View Issue Details
|ID||Project||Category||View Status||Date Submitted||Last Update|
|0017324||CentOS-7||centos-release||public||2020-05-05 00:04||2020-05-08 09:23|
|Platform||Centos 7.X||OS||Centos||OS Version||Centos 7.7|
|Summary||0017324: CPU hot add feature in ESXi causing Centos 7.X VM to crash due to race condition when free memory in guest VM is quite low.|
|Description||What problem/issue/behavior are you having trouble with?

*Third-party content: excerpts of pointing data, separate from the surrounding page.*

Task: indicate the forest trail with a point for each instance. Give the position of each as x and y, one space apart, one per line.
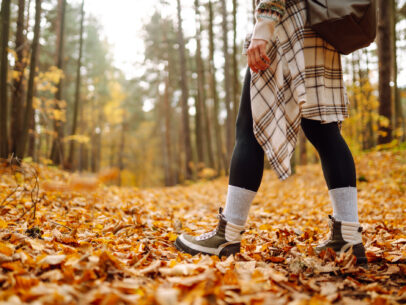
114 245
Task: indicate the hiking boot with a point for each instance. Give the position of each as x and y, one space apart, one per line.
225 240
343 237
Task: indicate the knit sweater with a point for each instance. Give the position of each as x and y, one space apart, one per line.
267 14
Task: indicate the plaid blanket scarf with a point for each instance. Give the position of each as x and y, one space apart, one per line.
304 79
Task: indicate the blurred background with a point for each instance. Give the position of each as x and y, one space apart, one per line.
153 87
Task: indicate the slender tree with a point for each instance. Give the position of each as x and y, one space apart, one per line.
236 78
30 89
399 118
57 152
77 87
385 57
184 98
17 105
220 155
228 101
5 29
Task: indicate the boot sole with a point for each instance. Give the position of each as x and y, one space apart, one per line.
361 261
227 251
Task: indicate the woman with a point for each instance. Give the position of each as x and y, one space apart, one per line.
293 78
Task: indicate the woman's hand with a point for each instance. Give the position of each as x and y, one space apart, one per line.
257 58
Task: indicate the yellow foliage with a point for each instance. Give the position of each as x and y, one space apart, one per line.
77 138
113 110
113 245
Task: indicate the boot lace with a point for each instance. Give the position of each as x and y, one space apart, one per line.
210 234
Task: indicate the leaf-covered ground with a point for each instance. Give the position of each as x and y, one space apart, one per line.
69 242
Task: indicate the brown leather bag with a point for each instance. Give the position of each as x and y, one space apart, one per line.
348 25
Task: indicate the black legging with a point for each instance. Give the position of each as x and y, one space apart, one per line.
247 162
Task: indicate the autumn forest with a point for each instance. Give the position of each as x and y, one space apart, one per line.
108 152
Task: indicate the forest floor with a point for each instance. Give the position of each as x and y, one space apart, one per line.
66 240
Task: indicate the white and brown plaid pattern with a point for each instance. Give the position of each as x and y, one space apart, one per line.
304 79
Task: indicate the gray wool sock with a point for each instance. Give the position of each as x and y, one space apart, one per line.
344 200
238 204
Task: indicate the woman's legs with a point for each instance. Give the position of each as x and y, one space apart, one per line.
247 162
338 167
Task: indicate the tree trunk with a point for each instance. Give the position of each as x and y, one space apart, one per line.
236 77
226 54
77 89
30 89
184 99
385 55
204 120
399 119
57 153
169 181
199 136
5 29
17 105
122 147
220 156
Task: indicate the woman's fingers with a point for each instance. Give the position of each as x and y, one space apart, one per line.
257 58
250 61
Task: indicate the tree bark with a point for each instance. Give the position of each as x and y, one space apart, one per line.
5 30
184 99
385 66
226 54
199 135
17 106
77 89
236 87
57 152
30 89
399 118
220 156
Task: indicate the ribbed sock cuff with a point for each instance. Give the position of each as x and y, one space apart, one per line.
344 201
238 204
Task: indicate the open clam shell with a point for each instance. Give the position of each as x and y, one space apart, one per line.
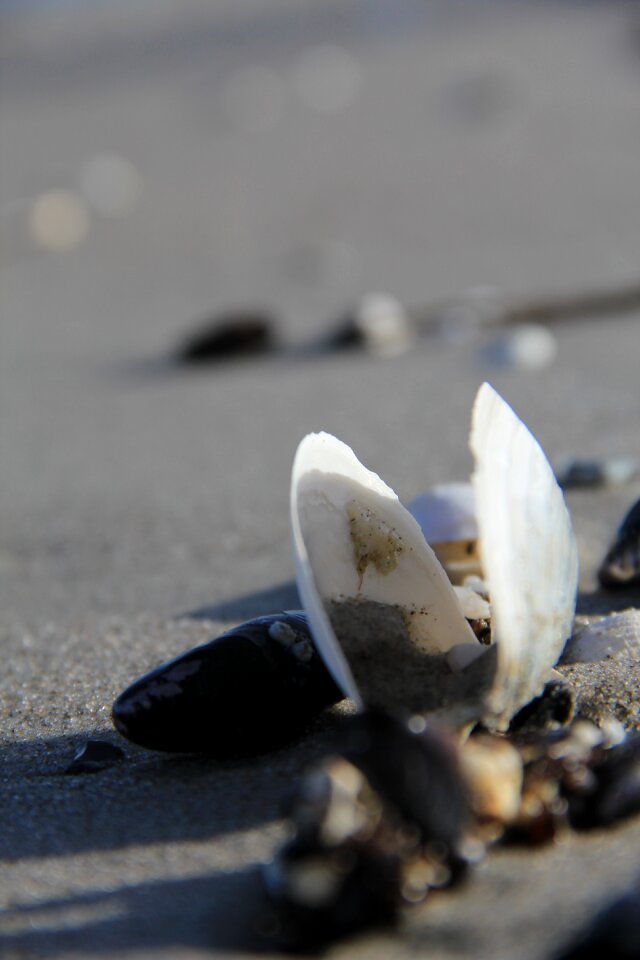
358 552
382 610
528 552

What do you expect to see?|
When free memory in Centos 7.7 guest VM (tested Kernel version : 3.10.0-1062.12.1.el7.x86_64) running on VMware (tested ESXi 6.7) environment is below 110MB or 120MB, then CPU hot add operation can cause the VM to panic unexpectedly. Exactly same issue has been found in Red-hat 7.7 and it has been confirmed that the issue is a bug and fix will be needed. This issue eventually happens not only in 7.7 but also in every version of Centos 7.X. Same issue has been found on Red-hat and Red-hat confirmed this is the bug that needs to be fixed. Please refer to https://bugzilla.redhat.com/show_bug.cgi?id=1819807 for the same issue on the Red-hat.
Following is the log "core.txt" from Centox 7.7 (Kernel version : 3.10.0-1062.12.1.el7.x86_64) when panic happens during the Cpu hot add.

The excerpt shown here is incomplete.